Structurée chronologiquement, l’étude commence dans les années 1950 au Brésil, afin d’évoquer les préoccupations artistiques d’Augusto Boal — alors metteur en scène au Teatro Arena de São Paulo —, centrées sur la recherche d’un renouvellement des formes dramatiques répondant à un impératif politique : faire du théâtre populaire, c’est-à-dire pour le peuple brésilien. Il s’agit de déceler, dès cette époque, les prémices d’une réflexion théoriques mais aussi les racines de certaines techniques théâtrales, qui constituent le terreau sur lequel se développera le Théâtre de l’opprimé, au milieu des années 1970, alors que Boal est en exil.

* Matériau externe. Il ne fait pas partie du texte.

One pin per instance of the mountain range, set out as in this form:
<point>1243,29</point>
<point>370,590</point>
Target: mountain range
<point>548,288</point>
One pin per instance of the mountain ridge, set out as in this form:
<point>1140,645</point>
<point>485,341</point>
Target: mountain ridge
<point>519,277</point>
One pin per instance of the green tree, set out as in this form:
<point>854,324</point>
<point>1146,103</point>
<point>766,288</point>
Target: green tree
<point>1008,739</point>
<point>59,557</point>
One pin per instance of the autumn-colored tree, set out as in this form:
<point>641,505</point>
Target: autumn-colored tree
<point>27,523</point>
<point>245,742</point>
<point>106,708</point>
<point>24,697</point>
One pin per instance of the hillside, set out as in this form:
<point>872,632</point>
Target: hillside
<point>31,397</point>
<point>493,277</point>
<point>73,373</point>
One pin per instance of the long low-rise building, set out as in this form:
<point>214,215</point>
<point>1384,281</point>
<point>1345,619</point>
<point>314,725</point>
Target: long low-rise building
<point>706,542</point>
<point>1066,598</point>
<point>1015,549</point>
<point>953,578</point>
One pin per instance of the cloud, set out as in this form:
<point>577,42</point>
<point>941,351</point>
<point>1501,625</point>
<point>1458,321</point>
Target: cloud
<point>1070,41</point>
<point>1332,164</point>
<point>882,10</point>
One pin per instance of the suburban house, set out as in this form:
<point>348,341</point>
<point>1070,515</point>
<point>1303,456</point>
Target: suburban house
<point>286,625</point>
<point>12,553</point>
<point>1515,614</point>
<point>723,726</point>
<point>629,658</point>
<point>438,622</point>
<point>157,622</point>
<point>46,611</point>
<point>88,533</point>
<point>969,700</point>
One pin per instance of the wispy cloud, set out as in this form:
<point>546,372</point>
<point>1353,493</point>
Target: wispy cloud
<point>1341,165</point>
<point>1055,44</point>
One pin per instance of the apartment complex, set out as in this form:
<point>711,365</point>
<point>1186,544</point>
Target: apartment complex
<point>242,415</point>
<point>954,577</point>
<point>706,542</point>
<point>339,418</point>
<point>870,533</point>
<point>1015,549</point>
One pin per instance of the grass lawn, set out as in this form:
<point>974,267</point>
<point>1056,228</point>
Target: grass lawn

La suite de cette étude se déroule en France, un pays où Augusto Boal commence à se faire connaître en 1971 grâce au Festival mondial du théâtre de Nancy et à la revue Travail théâtral. C’est à Paris, à la fin des années 1970, qu’il fonde le tout premier groupe permanent de Théâtre de l’opprimé, dont la mission est de diffuser et de transmettre cette méthode. Le groupe va progressivement se professionnaliser et s’institutionnaliser, pour finir par trouver sa place dans le champ du théâtre d’intervention socioculturelle, un espace dans lequel la structure va poursuivre son activité jusqu’en 1998, date à laquelle celle-ci va éclater pour donner naissance à de multiples compagnies éparpillées sur le territoire français, laissant un centre dont l’identité s’en est trouvée profondément renouvelée.
L’histoire française du Théâtre de l’opprimé est l’histoire d’un dialogue permanent entre le théâtre, le champ politique, militant et l’éducation populaire. C’est également l’histoire d’un collectif, que rassemble l’usage d’une même méthode théâtrale et qui traverse deux décennies au cours desquelles l’époque a profondément refaçonné le visage de la société. C’est donc une histoire traversée de contradictions, d’évolutions, mais aussi de positions maintenues et réaffirmées, qu’il s’agit ici de mettre au jour. Des mouvements militants à la politique de la ville, le parcours du centre parisien de Théâtre de l’opprimé est celui d’un groupe en prise avec son époque. Parisienne, la structure fondée par Boal est cependant centrale dans la diffusion à l’échelle mondiale des techniques du Théâtre de l’opprimé. En cela, écrire l’histoire du Théâtre de l’opprimé en France est une façon de contribuer modestement à en écrire une histoire mondiale, dont le centre parisien constitue une étape cruciale.